If you haven’t heard about Virginia teen Gavin Grimm, it’s likely that you will soon. His struggle for rights will be before the Supreme Court in the next few years.
Actually, Grimm’s case was supposed to go before the Court this spring, until the Trump administration changed its interpretation of the Title IX law, which governs how transgender students are treated in public schools, and even if their gender identity is recognized at all.
Grimm, a transgender student at a Virginia high school, was required to use either the bathrooms that corresponded to his biological sex or a private bathroom. He was not permitted to use the boys’ bathrooms, the gender he identifies with.
Grimm’s case will help us gauge the current Court’s interpretation of the 14th Amendment’s equal protection clause. We already know from Obergefell v. Hodges that a majority of the Court (the four traditionally progressive members along with Justice Kennedy) believes that discrimination based on sexual orientation can be classified as sex discrimination, and is thus prohibited under equal protection. But will the Court view “sex” and “gender identity” as separate?
If gender identity is considered inessential to sex, and the term “sex” should be understood in an entirely biological context, it’s easy to make the argument that transgender people are not being treated any differently than other members of their biological sex. Under this logic, there is no sex discrimination present.

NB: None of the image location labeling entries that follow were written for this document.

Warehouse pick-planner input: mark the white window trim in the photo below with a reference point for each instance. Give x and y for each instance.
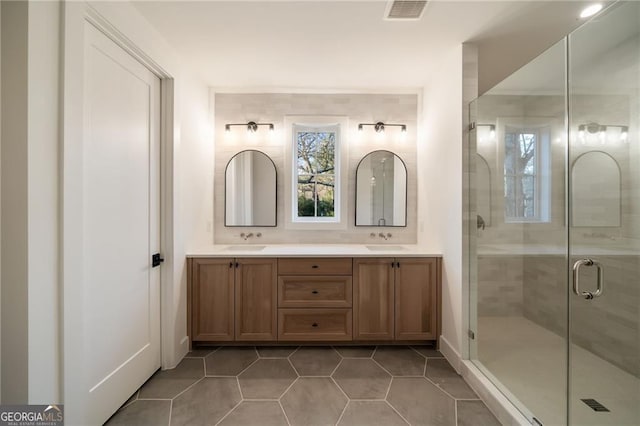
(544, 128)
(339, 221)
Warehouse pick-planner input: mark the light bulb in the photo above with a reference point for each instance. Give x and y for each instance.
(590, 10)
(624, 134)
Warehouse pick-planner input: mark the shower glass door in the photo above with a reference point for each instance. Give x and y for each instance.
(518, 251)
(604, 213)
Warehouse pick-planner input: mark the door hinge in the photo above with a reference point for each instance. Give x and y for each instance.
(156, 260)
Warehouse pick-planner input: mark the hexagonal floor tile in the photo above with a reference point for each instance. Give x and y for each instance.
(428, 351)
(313, 401)
(370, 413)
(256, 413)
(142, 413)
(201, 352)
(315, 361)
(475, 413)
(230, 361)
(275, 351)
(355, 351)
(442, 374)
(267, 379)
(400, 360)
(206, 402)
(169, 383)
(421, 402)
(362, 379)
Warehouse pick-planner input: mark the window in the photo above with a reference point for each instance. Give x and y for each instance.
(526, 174)
(317, 184)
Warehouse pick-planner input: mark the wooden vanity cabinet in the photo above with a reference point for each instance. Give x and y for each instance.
(256, 299)
(233, 299)
(211, 285)
(373, 298)
(396, 299)
(314, 299)
(417, 298)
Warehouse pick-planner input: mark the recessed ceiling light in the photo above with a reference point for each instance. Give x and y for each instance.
(590, 10)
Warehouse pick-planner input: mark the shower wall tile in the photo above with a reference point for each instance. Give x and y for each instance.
(273, 108)
(607, 326)
(500, 285)
(545, 292)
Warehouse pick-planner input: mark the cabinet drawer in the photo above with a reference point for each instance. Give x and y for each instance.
(300, 291)
(311, 266)
(314, 324)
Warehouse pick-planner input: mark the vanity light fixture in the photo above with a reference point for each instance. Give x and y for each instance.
(601, 130)
(379, 126)
(492, 129)
(251, 126)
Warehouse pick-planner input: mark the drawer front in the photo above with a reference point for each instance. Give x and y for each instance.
(314, 266)
(314, 292)
(314, 324)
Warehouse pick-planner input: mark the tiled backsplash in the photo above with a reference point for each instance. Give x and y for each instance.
(274, 108)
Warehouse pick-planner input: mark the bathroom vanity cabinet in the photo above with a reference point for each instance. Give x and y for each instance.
(233, 299)
(396, 298)
(289, 299)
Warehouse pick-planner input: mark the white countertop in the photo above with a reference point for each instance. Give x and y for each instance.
(312, 250)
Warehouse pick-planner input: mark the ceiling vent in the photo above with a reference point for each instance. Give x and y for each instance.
(405, 10)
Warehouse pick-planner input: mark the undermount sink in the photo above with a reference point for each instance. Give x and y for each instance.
(385, 248)
(245, 248)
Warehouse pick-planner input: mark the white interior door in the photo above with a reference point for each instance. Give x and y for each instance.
(121, 159)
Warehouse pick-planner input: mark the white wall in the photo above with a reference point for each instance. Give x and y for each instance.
(14, 203)
(32, 287)
(279, 108)
(43, 237)
(441, 190)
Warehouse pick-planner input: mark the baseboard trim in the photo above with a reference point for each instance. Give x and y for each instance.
(498, 404)
(449, 352)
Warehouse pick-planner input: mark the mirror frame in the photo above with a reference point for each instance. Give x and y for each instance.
(275, 212)
(406, 190)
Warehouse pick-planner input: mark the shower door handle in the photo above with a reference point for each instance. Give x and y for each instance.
(576, 278)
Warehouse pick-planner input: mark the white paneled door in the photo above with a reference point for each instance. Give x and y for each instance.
(121, 203)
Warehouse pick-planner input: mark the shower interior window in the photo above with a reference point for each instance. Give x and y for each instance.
(526, 174)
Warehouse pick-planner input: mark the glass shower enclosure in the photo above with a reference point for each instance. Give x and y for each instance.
(554, 249)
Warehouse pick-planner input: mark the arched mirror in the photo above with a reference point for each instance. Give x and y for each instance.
(250, 190)
(381, 190)
(595, 196)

But this seems to be a view of sex and gender identity that is increasingly outdated, and adopting it would place a substantial burden on transgender people. Heartened by the success of the gay rights movement, more and more people who don’t identify with their biological gender are embracing their true identities. Transgender people currently represent 0.6 percent of the U.S. population, and that figure is likely to increase substantially as being transgender (hopefully) continues to gain popular acceptance. If transgender people, particularly transgender young people, do not have their identities validated, or at least tolerated, by the public school systems they spend their developmental years interacting with, they are likely to face serious discrimination throughout their lives.
Districts have argued that providing private bathrooms alleviates any form of discrimination that would be imposed by requiring transgender students to use the bathroom of their biological sex. But a student who is required to use a private bathroom is likely to be ostracized by such a requirement, and it implies that there is something strange or wrong about the transgender student.
Obergefell v. Hodges was a landmark decision that affirmed that the Court views the equal protection clause of the 14th Amendment as a part of the Constitution that is “living”, meant to evolve with the American people. Our nation has made incomplete, but substantial progress towards a society that affords gay and lesbian citizens equal rights and status. And, while the results of November’s election might serve as a refutation of such a belief, I do believe the United States is moving towards transgender recognition and acceptance in a similar way. The Supreme Court should recognize this evolution and rule that discrimination based on gender identity is a form of sex discrimination that is incompatible with equal protection.